Bavarian Interior Minister Joachim Herrmann and the head of the Bavarian Office of Criminal Investigation Peter Date have defended these actions, claiming they were in line with the laws of criminal procedure and the decisions of the Supreme Court. However, the district court in Landshut regarded capturing the image of the computer screen every few seconds as a clear violation of the law. According to Date, this raised “a legal and political debate.”

The manufacturer of the Trojan investigated by the CCC is now known. It is the company DigiTask, based in Haiger in the state of Hesse.

DigiTask apparently does very good business with the German authorities. Its clients include the customs authorities, who rendered assistance in a case in Bavaria, installing the Trojan on a suspect’s computer during a customs inspection. According to press reports, from March 2008 to January 2009, the Cologne Customs Office awarded DigiTask €2.7 million in contracts for hardware and software for telecommunications surveillance. According to Spiegel Online, the Federal Network Agency has also placed orders with DigiTask.

In early 2008, a price list of the Trojans created by DigiTask was leaked to the Pirate Party. According to this, the monthly rental price for the software is €3,500, a one-time installation on site costs €2,500, and the cost for decoding “per location and per instance” is also €2,500.
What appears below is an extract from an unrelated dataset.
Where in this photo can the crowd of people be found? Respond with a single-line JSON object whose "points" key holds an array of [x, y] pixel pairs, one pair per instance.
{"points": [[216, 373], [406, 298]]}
According to CCC estimates, the Trojans contain glaring security holes, making it possible for any attacker to easily “take control of a computer infiltrated by the German authorities”.

The Trojans could accept commands without any security or authentication. The screenshots and audio data are encoded in an incompetent way, and the commands used to control the Trojans are even completely unencrypted. Therefore, third parties could easily control the computer if they knew that it contained one of these Trojans.

The use of Trojans makes any “evidentiary chain of custody” out of the question. Even if one assumes that the judges and authorities act according to law, manipulation by a third party cannot be excluded.

The authorities and politicians caught up in this scandal, who have campaigned for years for online monitoring, are now in damage-control mode.

Interior Minister Hans-Peter Friedrich (Christian Social Union, CSU) hastened to claim that the federal authorities had not used the software in question, and recommended that the states no longer use the program examined by CCC.

Justice Minister Sabine Leutheuser-Schnarrenberger (Free Democratic Party, FDP), complained that the requirements laid down by the Supreme Court were not being observed, undermining the confidence of German citizens. The FDP had always warned against the dangers of government snooping software, she claimed—although as a governing party, the FDP has for decades agreed to every tightening of state security laws.

The chairman of the Parliamentary Committee on Internal Affairs Wolfgang Bosbach (Christian Democratic Union, CDU) spoke of serious allegations, but defended the use of secretly-installed computer programs: “They are an investigative tool which the state cannot reject on principle, otherwise it could no longer collect evidence in a series of cases.”

The Social Democratic Party (SPD) called for a parliamentary debate, and SPD General Secretary Andrea Nahles spoke of a “blatant violation of fundamental rights”, although the SPD has always argued for online monitoring.

The illegal spying on citizens using Trojans is neither an accident nor an isolated case. It is part of a systematic stepping up of the powers of the state, supported by all the mainstream parties. Under the pretext of combating crime and terrorism, preparations are being made for a confrontation with broad sections of the population who are increasingly unwilling to bear the burden of the economic and financial crisis.